2. Homeric Translation in Theory and Practice. A Reply to Matthew Arnold, Esq., Professor of Poetry at Oxford. By FRANCIS W. NEWMAN, a Translator of the Iliad. London: Williams & Norgate. 1801. pp. 104.
MR. F.W. NEWMAN, Professor of Latin in the University of London, probably without much hope of satisfying himself, and certain to dissatisfy every one who could read, or pretend to read, the original, did nevertheless complete and publish a translation of the “Iliad.” And now, unmindful of Bentley’s dictum, that no man was ever written down but by himself, he has published an answer to Mr. Arnold’s criticism of his work. Thackeray has said that it is of no use pretending not to care if your book is cut up by the “Times”; and it is not surprising that Mr. Newman should be uneasy at being first held up as an awful example to the youth of Oxford in academical lectures, and then to the public of England in a printed monograph, by a man of so much reputation for scholarship and taste as the present incumbent of Thomas Warton’s chair.

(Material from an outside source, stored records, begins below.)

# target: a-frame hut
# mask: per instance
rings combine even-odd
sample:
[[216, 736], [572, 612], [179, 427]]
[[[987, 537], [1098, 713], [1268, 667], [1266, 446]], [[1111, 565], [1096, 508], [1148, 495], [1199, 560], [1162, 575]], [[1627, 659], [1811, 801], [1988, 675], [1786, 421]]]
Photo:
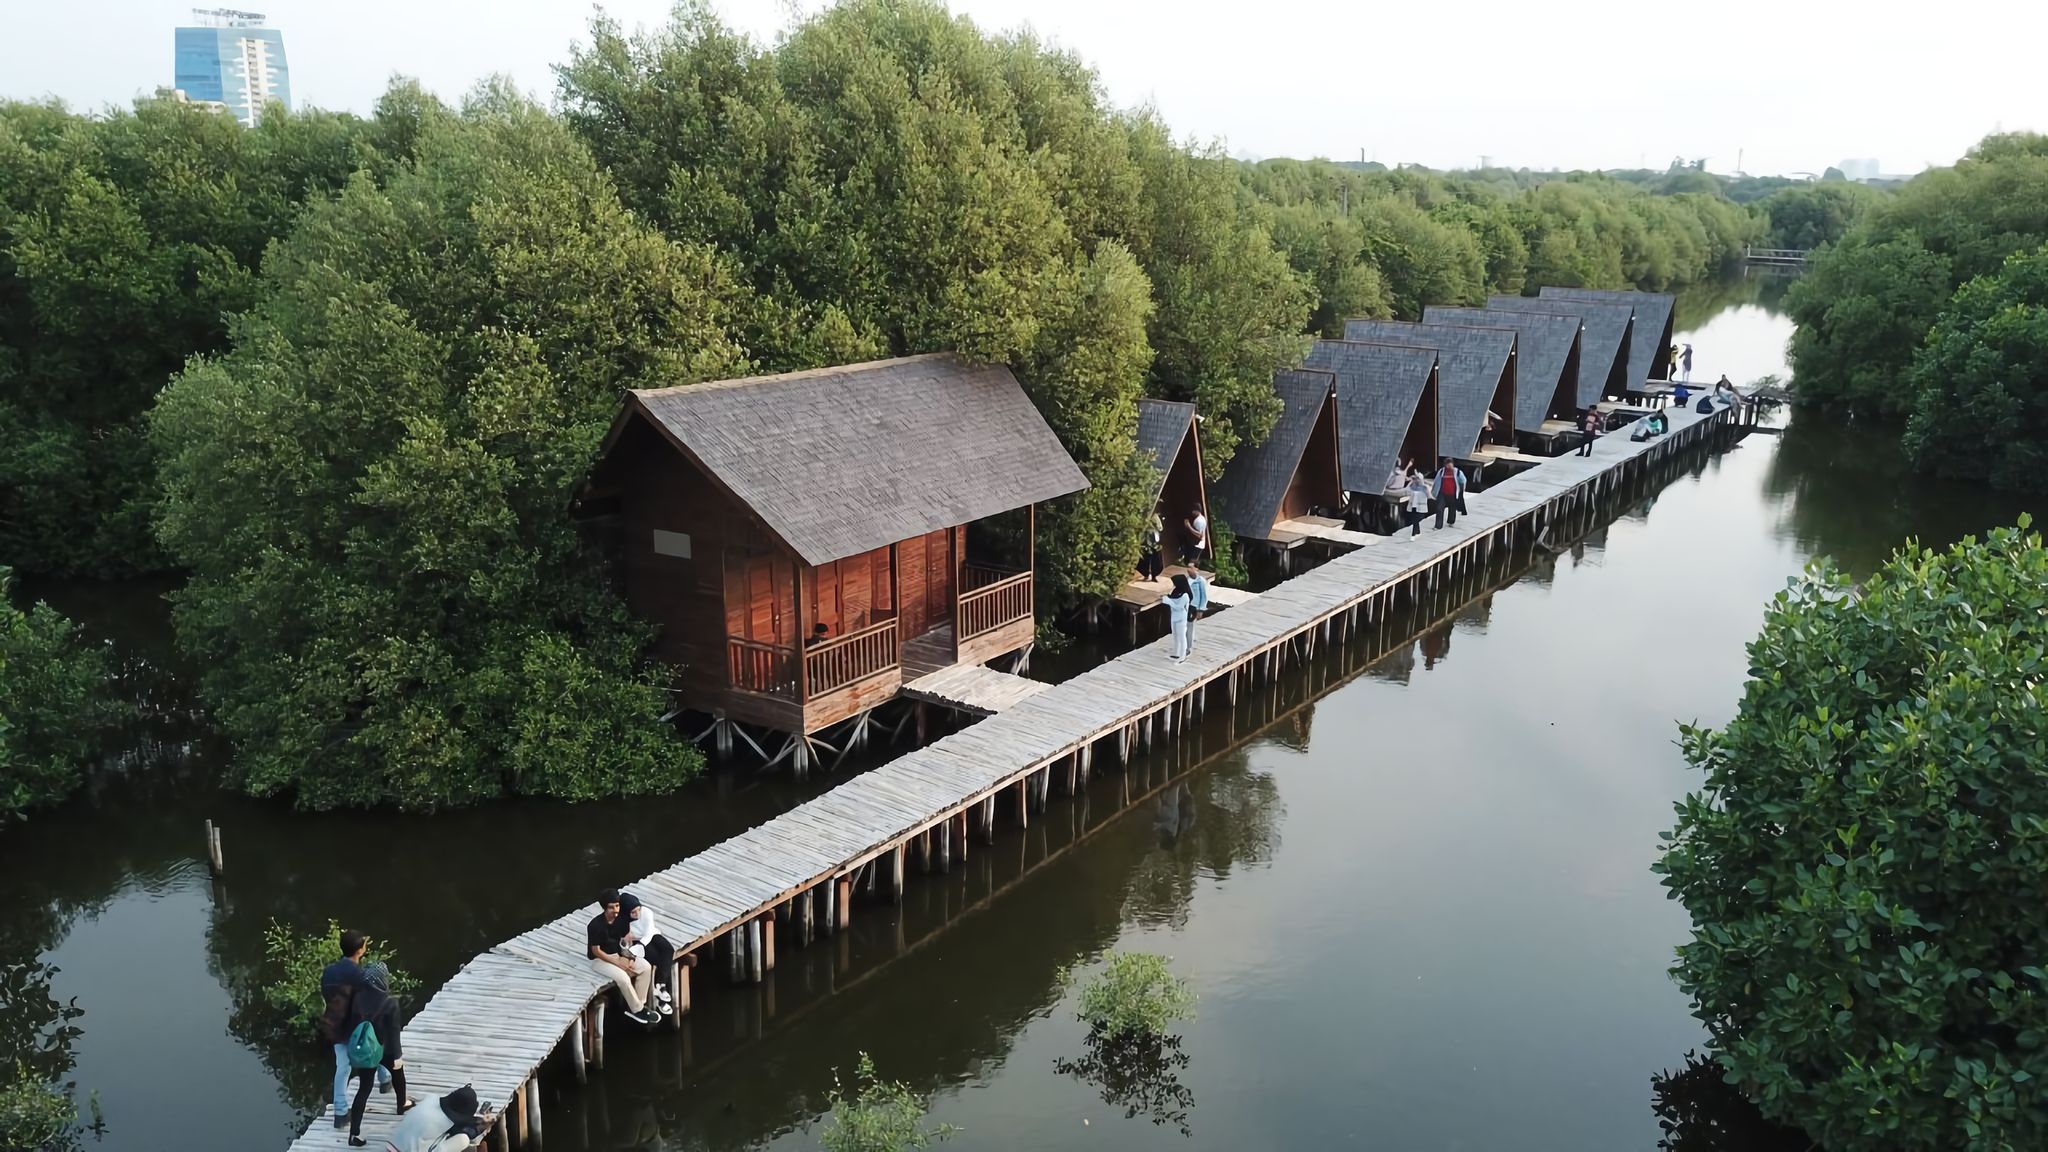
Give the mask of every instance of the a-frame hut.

Mr. Arnold’s little book is, we need scarcely say, full of delicate criticism and suggestion. He treats his subject with great cleverness, and on many points carries the reader along with him. Especially good is all that he says about the “grand style,” so far as his general propositions are concerned. But when he comes to apply his criticisms, he instinctively feels the want of an absolute standard of judgment in aesthetic matters, and accordingly appeals to the verdict of “scholars,”—a somewhat vague term, to be sure, but by which he evidently understands men not merely of learning, but of taste. Of course, his reasoning is all a posteriori, and from the narrowest premises,—namely, from an unpleasant effect on his own nerves, to an efficient cause in the badness of Mr. Newman’s translation.